The Vision Transformer differs from convolutional architectures in that it operates on a single scale and has a receptive field that covers the whole images. Several approaches that process the image at multiple scale have been proposed. Similar to convolutional networks, these generally start with small high-resolution patches and few channels and gradually enlarge the receptive field, decrease the spatial resolution, and increase the number of channels (embedding dimension).
Swin Transformer
The Swin Transformer (shifted-window) is a representative example. This is an encoder transformer that divides the image into patches and groups these patches into a grid of windows within which self-attention is applied independently. These windows are shifted in adjacent transformers, so the effective receptive field at a given patch can expand beyond a window border.

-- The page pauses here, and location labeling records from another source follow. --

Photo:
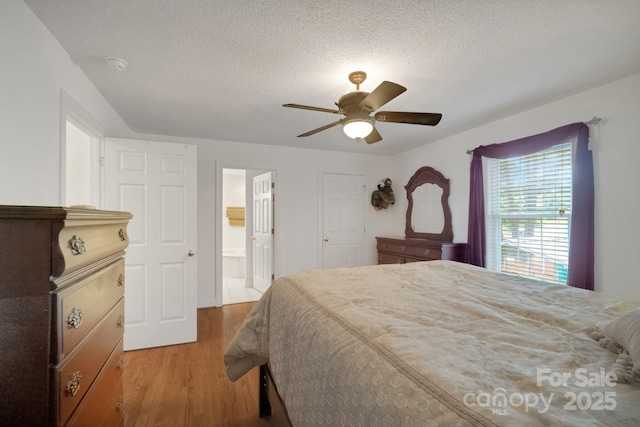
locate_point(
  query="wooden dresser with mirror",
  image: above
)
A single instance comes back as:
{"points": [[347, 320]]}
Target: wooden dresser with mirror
{"points": [[428, 230], [62, 311]]}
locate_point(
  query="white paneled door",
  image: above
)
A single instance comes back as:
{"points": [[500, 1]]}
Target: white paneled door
{"points": [[343, 202], [262, 236], [156, 182]]}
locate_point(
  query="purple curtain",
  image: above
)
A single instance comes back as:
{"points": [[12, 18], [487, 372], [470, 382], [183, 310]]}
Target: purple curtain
{"points": [[581, 251]]}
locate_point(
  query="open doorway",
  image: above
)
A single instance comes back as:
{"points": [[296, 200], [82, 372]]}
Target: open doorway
{"points": [[237, 230]]}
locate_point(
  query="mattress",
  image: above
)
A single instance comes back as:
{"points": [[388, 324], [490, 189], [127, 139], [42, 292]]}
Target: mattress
{"points": [[434, 343]]}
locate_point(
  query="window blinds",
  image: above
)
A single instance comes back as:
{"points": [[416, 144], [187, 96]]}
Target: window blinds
{"points": [[529, 214]]}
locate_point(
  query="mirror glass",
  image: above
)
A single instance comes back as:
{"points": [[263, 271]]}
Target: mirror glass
{"points": [[427, 215]]}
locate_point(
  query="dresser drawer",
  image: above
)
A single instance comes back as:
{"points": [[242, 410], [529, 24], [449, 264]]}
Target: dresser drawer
{"points": [[424, 253], [84, 244], [78, 371], [389, 259], [81, 306], [104, 403], [397, 248]]}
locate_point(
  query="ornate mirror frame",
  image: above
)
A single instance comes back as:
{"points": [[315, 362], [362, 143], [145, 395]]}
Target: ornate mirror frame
{"points": [[428, 175]]}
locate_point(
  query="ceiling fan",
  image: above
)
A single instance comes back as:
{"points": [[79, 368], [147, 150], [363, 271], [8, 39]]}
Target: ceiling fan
{"points": [[358, 105]]}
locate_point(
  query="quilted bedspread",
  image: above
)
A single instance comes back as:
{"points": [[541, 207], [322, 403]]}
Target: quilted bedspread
{"points": [[434, 343]]}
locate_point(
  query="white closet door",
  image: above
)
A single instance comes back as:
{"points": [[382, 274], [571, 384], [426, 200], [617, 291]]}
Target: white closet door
{"points": [[156, 182]]}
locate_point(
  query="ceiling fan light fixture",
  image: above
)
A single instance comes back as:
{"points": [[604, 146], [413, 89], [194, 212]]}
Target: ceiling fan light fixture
{"points": [[358, 128]]}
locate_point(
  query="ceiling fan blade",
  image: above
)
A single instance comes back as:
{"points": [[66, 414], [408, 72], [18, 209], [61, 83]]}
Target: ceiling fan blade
{"points": [[374, 136], [311, 132], [308, 107], [384, 93], [430, 119]]}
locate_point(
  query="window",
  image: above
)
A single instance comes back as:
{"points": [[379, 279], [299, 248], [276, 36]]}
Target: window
{"points": [[529, 214]]}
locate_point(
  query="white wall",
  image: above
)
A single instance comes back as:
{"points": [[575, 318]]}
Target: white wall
{"points": [[34, 72], [616, 152]]}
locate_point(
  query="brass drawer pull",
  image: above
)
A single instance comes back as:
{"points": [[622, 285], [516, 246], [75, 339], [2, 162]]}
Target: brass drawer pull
{"points": [[75, 318], [120, 405], [73, 385], [77, 245]]}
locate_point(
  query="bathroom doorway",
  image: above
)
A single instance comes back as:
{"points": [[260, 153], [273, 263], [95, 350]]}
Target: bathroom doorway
{"points": [[237, 231]]}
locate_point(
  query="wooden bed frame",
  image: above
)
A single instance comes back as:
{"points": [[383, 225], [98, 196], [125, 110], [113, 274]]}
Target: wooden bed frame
{"points": [[271, 405]]}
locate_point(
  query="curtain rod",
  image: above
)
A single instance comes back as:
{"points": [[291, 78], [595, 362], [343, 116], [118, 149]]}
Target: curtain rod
{"points": [[594, 121]]}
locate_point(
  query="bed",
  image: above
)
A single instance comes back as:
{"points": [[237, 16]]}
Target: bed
{"points": [[442, 343]]}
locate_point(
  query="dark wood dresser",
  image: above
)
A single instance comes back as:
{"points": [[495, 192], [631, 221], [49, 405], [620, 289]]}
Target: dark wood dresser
{"points": [[62, 314], [402, 250]]}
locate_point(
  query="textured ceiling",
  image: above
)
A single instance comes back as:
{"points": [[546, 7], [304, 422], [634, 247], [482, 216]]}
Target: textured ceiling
{"points": [[222, 69]]}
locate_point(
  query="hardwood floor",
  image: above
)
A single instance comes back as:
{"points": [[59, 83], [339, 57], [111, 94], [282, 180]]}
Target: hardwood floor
{"points": [[187, 385]]}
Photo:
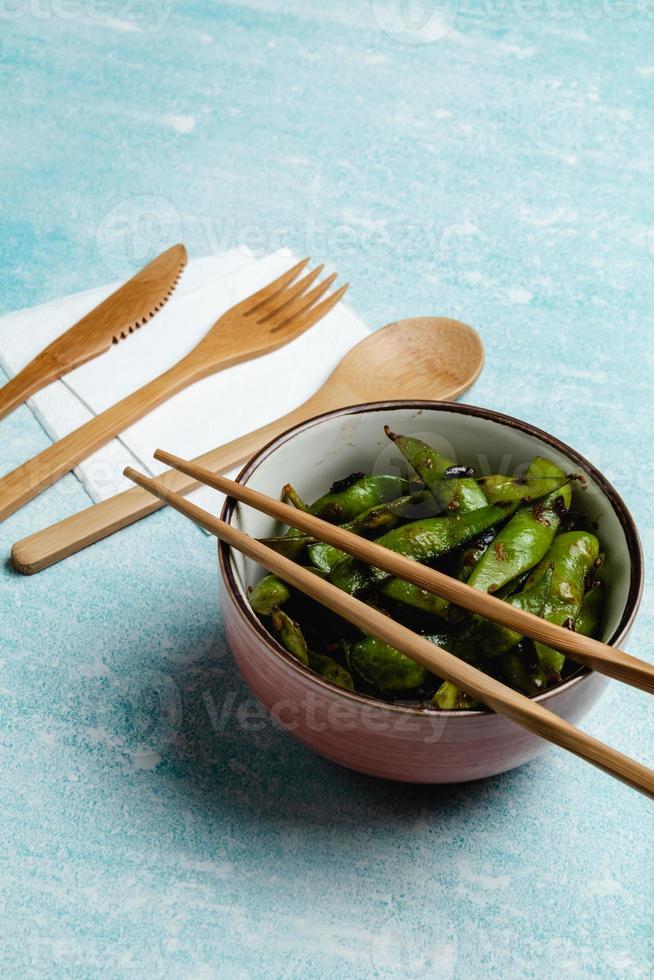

The scale is reduced periodically by concatenating features from non-overlapping 2x2 patches and applying a linear transformation that maps these concatenated features to twice the number of channels. This architecture does not have <cls> token but instead averages the output features at the last layer. These are then mapped via a linear layer to the desired number of classes and passed through a softmax function to output class probabilities.
DaViT
The Dual attention vision transformer (DaViT) integrates information from across the whole image periodically. This is done by alternating two types of transformers.
- In the first, image patches attend to one another, and the self-attention computation uses all the channels.
- In the second, the channels attend to one another, and the self-attention computation uses all the images patches.